Гарри недоверчиво взглянула в его лицо.
— Это правда? Хм… Удивительно. А ты изменился.
— Да.
*
Дом был очаровательным: славное, удобное гнездышко нежно любящей пары. Впрочем, ничего другого Джон почему-то не ждал, хотя Гарри никогда не была, во-первых, сентиментальной, а во-вторых, особо склонной к бытовым хлопотам. Но всё меняется. Себя вот с некоторых пор он совсем перестал узнавать…
Под стать дому была и Клэр: милая, воздушная брюнетка, которую сразу же захотелось от чего-нибудь защитить. Да хотя бы от ветра, который и здесь, в Уимблдоне, обжигал холодными порывами, проникая под одежду и загоняя домой — в надежное, умиротворябщее тепло.
— Здравствуйте, мистер Ватсон, — Клэр протянула ладошку.
— Привет. И можно гораздо проще — Джон. — Он тепло улыбнулся, видя её нешуточное волнение.
— Между прочим, мой братец собирался с тобой обниматься, — очень серьёзно предупредила Гарри подругу. — Берегись, дорогая, этого гризли — он только с виду такой… небольшой и совсем неопасный. На самом деле, так сожмет — только косточки хрустнут.

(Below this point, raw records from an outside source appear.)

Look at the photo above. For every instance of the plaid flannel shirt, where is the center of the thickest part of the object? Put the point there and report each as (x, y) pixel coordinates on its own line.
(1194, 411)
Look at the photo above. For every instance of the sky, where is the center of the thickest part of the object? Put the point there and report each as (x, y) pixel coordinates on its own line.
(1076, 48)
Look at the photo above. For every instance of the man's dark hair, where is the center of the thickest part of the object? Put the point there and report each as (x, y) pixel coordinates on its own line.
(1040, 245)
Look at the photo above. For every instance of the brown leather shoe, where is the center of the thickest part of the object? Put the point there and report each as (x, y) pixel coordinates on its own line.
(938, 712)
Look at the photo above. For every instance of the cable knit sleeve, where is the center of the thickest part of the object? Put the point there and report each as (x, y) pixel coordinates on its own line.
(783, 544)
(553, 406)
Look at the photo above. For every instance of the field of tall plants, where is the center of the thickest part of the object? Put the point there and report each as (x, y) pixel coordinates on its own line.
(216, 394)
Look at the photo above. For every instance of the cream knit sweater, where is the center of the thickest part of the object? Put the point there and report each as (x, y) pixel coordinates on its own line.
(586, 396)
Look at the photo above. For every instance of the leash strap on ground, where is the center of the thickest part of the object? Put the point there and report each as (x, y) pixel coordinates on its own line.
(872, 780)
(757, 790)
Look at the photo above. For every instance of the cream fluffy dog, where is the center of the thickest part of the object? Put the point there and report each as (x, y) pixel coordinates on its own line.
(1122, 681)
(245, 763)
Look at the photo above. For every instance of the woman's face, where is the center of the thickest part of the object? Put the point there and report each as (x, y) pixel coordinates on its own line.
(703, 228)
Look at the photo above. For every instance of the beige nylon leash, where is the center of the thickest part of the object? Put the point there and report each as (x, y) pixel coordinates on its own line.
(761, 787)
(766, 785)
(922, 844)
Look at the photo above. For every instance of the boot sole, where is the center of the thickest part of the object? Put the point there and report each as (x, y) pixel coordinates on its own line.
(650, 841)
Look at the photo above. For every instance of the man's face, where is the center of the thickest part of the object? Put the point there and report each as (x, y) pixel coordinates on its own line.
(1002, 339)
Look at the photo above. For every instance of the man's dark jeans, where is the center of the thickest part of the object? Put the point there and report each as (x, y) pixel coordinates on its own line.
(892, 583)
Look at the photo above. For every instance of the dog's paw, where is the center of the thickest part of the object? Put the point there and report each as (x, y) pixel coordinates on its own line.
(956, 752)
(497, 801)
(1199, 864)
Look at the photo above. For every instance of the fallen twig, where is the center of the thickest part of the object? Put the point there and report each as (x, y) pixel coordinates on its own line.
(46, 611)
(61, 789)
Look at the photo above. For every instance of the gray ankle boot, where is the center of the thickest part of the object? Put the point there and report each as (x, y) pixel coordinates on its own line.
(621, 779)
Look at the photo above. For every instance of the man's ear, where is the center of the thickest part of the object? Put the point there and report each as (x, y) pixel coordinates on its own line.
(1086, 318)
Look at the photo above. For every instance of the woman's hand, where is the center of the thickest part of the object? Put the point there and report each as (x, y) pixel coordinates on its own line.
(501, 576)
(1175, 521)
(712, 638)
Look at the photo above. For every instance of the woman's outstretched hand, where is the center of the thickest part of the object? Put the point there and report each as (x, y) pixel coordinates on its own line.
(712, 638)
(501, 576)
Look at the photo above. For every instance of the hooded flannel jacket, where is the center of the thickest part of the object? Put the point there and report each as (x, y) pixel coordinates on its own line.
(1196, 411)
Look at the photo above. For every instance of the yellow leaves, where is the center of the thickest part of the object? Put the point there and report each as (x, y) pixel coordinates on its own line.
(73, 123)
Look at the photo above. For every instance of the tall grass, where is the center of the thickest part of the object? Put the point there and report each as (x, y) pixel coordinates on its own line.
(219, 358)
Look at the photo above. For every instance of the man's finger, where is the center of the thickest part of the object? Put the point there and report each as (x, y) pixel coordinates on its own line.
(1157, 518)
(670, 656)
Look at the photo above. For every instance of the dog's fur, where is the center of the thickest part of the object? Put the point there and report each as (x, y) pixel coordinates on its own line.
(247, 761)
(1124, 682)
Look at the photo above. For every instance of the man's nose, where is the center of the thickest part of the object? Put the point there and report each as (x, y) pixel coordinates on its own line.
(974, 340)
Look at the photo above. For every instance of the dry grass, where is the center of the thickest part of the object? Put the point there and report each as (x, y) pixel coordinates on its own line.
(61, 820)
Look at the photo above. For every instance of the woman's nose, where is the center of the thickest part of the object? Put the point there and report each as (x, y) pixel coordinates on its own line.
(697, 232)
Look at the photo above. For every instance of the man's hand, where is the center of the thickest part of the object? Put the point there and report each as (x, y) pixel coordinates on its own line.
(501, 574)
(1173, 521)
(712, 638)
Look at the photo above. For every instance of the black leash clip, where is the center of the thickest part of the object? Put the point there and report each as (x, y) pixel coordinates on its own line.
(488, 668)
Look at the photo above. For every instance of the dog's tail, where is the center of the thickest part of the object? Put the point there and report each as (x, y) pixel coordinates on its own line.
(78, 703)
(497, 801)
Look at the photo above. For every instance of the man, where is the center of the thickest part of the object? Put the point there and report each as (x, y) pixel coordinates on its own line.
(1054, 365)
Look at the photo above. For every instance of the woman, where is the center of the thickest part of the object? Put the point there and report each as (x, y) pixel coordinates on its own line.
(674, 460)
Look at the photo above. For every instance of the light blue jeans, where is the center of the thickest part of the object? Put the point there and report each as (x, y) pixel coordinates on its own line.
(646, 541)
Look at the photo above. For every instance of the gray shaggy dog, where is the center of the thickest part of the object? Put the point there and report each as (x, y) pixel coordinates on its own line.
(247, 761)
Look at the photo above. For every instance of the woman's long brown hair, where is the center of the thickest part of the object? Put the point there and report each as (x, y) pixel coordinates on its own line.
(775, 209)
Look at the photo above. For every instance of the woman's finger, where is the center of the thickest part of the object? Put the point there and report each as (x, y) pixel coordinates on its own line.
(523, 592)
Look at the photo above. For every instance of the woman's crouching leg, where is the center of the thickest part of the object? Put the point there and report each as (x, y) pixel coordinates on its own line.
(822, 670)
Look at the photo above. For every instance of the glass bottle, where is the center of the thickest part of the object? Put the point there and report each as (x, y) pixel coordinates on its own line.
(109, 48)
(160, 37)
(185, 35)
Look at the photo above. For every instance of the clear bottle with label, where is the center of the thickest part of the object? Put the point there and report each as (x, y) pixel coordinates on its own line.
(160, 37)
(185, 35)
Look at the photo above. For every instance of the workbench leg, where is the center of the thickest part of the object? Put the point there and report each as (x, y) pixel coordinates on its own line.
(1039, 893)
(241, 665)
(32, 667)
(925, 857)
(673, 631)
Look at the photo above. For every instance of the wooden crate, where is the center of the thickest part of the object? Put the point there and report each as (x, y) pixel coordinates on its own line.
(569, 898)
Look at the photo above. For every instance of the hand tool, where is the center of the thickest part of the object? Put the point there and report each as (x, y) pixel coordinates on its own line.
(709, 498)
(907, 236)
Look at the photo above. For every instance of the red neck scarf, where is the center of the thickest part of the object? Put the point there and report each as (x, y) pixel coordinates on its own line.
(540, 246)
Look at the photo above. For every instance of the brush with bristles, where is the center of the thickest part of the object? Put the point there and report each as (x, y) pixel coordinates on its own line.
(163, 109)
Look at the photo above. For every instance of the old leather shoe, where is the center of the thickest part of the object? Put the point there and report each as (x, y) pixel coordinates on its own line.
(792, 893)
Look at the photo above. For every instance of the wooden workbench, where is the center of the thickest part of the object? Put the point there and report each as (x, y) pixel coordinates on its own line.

Джон вздохнул с облегчением, полной грудью — хорошо! Всю дорогу он сомневался: надо ли ехать, как произойдет их с Гарри встреча, что они скажут друг другу… Теперь он был твердо уверен — за последние несколько месяцев…, а может быть, лет… приезд сюда стал самым верным его решением.
Все в доме было пронизано взаимной любовью, каждая мелочь подчеркивала стремление заботиться друг о друге, предвосхищая малейшее, самое обыденное желание, создавая друг для друга максимум удобств и комфорта: корзинка с вязанием на нижней полке кофейного столика — кто-то из них любил вечерами негромко пощелкать спицами, прихлебывая горячий кофе («Неужели Гарри? — мелькнула у Джона почти бредовая мысль. — Взбалмошная, непоседливая Гарри и вязание… О, нет!»); стопка журналов с эзотерическим и мистическим направлением («А вот это уже точно Гарри. Она всегда увлекалась подобного рода историями») и маленькая конфетница, полная лимонной карамели («Ну конечно, кто же ещё!») …
Всё это глубоко потрясло Джона, в который раз обрушив на него горькую правду о собственном одиночестве, которому, казалось, уже не будет конца.